Common questions about dbt
What is dbt used for?
dbt transforms raw data into analytics-ready models inside your data warehouse. It manages SQL transformations with testing, documentation, and version control — the standard workflow for analytics engineering.
Is dbt still relevant in 2026?
dbt is the dominant transformation tool in modern data stacks. With dbt Mesh, semantic layers, and growing LLM integrations, its relevance continues to increase.
How long does it take to learn dbt?
Basic dbt takes 1-2 weeks if you know SQL. Production-level dbt with Jinja macros, custom tests, and CI/CD deployment typically takes 4-6 weeks of practice.
Do data engineers need dbt?
Yes. dbt is expected knowledge for both data engineers and analytics engineers. It appears in most job descriptions and is the standard way teams manage SQL transformations.
dbt Core vs dbt Cloud?
dbt Core is the free open-source CLI. dbt Cloud adds a web IDE, job scheduling, and managed infrastructure. Most teams start with Core and move to Cloud as they scale.
Can dbt replace a data pipeline?
dbt handles the Transform step but not Extract or Load. You still need ingestion tools like Fivetran and orchestrators like Airflow. dbt is one critical piece of the data stack.
dbt Mesh vs a single dbt project — when should I split?

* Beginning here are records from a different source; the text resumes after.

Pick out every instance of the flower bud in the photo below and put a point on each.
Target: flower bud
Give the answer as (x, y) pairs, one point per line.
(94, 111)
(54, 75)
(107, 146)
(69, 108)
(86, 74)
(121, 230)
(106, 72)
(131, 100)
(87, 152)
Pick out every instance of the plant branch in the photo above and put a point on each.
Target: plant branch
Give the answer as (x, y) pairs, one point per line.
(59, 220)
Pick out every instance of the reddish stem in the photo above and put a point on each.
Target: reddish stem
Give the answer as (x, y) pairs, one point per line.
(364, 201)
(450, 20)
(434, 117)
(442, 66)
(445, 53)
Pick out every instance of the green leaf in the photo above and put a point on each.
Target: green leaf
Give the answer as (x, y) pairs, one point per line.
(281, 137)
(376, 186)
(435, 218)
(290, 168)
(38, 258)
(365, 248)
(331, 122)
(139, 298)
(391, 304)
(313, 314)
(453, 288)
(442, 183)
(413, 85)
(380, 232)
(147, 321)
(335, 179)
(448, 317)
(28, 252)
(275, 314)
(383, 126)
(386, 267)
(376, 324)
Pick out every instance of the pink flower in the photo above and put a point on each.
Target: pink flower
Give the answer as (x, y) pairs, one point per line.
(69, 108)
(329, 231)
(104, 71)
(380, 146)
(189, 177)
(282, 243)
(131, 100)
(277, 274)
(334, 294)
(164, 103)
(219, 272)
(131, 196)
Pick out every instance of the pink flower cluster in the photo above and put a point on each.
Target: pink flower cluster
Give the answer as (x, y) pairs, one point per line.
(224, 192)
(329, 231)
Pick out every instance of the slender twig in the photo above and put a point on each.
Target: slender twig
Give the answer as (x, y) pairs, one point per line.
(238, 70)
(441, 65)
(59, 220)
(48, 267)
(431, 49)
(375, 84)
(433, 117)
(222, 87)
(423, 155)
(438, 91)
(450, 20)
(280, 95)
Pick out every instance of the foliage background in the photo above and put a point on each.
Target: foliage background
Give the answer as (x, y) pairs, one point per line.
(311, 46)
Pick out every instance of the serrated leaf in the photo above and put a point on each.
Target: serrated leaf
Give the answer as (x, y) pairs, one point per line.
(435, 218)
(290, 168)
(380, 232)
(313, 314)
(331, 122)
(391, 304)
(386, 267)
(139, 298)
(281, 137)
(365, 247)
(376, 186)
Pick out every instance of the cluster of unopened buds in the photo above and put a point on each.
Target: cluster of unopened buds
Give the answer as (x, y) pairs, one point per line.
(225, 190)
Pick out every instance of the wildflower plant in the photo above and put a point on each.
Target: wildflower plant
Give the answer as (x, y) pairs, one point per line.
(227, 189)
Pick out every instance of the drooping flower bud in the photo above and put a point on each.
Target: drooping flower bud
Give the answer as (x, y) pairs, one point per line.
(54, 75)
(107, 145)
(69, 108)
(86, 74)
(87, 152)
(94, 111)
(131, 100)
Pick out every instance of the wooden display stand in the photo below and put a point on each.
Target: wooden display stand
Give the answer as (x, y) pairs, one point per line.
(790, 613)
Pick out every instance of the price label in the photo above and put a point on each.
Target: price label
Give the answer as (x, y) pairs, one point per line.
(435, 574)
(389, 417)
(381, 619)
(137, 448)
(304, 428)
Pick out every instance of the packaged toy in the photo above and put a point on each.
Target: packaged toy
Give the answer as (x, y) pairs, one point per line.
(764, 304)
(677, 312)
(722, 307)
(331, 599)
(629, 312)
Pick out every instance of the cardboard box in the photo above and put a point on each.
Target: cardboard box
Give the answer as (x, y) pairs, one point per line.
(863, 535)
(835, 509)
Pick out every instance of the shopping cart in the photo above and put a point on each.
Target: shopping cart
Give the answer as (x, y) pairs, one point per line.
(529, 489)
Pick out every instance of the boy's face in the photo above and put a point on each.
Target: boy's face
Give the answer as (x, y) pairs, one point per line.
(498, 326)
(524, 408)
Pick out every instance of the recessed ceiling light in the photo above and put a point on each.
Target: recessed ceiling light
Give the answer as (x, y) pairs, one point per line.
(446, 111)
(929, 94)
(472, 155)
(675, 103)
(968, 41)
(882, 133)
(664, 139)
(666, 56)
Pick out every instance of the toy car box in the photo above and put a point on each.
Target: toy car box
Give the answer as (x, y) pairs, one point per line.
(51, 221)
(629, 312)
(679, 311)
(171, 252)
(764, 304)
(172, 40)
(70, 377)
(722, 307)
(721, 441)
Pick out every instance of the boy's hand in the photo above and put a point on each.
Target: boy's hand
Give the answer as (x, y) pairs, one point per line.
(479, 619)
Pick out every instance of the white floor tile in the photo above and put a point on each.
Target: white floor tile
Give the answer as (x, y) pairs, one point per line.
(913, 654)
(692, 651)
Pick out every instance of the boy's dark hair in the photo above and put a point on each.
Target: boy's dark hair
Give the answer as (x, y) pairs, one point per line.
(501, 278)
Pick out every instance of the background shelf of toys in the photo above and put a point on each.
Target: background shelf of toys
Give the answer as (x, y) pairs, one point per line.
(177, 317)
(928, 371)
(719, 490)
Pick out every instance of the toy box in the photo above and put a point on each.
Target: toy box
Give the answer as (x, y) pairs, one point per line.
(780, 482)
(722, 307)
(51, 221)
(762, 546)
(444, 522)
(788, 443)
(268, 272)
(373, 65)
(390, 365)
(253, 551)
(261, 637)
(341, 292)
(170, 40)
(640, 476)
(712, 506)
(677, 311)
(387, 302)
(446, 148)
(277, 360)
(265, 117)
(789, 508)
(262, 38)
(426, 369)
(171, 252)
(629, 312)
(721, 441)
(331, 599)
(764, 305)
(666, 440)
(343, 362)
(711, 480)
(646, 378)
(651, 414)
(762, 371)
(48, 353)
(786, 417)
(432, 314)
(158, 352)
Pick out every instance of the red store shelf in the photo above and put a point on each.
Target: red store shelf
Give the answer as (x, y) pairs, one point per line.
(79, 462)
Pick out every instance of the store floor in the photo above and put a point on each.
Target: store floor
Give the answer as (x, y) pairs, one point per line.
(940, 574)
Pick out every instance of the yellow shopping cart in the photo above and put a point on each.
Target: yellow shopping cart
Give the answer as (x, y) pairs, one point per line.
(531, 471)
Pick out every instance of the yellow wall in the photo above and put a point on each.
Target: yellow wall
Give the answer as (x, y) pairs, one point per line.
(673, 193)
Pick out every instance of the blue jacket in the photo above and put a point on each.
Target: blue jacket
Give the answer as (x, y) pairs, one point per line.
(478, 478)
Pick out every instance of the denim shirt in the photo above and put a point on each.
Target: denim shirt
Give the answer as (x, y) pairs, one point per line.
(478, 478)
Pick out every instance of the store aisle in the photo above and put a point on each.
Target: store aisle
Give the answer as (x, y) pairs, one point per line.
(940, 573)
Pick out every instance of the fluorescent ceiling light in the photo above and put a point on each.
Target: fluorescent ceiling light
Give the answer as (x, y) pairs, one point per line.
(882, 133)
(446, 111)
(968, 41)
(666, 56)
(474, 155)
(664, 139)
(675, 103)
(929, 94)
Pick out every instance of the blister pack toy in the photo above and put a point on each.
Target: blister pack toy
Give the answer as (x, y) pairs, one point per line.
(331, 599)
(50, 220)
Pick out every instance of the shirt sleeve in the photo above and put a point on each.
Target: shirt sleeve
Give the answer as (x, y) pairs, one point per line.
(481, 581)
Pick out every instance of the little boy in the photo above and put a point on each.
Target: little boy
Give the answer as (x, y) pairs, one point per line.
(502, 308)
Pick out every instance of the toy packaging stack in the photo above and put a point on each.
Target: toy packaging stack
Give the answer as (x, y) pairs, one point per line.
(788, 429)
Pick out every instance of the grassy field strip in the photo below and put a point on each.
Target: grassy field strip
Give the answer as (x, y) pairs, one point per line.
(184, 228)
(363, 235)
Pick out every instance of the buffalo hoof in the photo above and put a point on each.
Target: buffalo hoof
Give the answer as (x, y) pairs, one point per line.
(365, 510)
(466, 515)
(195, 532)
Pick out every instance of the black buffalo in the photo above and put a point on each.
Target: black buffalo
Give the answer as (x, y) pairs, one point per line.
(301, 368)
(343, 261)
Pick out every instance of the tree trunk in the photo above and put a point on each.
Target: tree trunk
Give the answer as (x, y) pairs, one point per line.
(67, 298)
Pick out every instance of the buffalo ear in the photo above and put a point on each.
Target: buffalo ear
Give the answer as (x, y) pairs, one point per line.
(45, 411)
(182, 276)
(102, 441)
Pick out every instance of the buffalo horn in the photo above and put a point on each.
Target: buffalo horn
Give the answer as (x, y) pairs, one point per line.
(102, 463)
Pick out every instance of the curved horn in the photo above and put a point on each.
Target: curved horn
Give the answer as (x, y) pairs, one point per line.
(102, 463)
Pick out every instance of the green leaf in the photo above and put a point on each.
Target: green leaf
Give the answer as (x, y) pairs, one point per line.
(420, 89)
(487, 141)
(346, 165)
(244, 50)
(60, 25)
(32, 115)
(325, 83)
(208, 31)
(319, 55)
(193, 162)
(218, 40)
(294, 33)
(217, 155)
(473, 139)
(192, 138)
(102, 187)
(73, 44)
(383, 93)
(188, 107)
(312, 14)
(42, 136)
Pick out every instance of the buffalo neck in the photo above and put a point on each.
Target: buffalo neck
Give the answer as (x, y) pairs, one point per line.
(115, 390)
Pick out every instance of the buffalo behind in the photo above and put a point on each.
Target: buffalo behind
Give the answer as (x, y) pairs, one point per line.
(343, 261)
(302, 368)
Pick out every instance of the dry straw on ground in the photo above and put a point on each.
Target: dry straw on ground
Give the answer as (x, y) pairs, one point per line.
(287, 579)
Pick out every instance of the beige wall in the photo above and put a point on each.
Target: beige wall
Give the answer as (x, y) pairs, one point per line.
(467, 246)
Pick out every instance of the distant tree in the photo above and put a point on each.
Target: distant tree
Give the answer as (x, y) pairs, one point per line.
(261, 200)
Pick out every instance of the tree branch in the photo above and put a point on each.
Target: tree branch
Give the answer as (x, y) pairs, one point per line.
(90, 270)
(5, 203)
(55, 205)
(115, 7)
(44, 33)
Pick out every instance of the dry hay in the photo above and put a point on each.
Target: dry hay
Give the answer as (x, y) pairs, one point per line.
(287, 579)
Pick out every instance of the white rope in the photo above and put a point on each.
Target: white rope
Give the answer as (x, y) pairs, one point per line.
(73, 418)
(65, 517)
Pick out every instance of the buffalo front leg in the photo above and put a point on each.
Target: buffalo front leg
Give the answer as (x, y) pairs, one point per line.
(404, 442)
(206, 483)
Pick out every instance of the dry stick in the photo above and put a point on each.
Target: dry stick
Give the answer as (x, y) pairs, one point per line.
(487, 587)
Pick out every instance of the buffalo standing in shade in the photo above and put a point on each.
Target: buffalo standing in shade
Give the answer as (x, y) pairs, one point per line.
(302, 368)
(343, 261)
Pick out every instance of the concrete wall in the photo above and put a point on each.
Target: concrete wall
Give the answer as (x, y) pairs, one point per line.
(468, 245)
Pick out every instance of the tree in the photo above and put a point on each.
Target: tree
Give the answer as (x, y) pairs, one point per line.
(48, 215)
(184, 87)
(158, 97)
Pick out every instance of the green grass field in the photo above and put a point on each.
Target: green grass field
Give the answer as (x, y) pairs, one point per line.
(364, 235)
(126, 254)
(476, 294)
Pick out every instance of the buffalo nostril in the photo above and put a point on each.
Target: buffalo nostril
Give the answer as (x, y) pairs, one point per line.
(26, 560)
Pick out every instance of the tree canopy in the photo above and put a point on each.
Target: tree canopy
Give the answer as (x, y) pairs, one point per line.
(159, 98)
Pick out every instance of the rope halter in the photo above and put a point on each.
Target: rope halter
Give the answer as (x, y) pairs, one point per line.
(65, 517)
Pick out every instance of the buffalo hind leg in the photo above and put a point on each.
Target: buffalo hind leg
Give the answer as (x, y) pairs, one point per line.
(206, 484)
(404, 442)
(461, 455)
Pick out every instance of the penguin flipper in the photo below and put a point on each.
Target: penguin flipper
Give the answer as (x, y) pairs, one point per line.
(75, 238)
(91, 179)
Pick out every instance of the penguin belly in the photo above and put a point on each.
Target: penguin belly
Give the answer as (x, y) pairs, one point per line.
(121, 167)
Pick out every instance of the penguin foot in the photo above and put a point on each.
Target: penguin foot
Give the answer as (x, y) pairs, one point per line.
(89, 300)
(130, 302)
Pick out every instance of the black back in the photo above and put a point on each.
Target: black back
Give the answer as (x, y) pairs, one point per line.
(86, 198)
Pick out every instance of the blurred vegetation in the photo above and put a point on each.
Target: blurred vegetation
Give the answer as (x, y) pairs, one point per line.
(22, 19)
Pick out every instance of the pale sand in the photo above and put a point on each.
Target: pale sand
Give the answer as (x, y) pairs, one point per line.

Stay single-project while your org has a small number of analytics-engineering owners and your model graph is reviewable by one team. Adopt dbt Mesh once multiple teams own disjoint subsets of the warehouse, model PRs start blocking each other, or you need to expose certified data products across team boundaries with versioned contracts. The trigger is organizational scale (multiple owning teams) more than model count.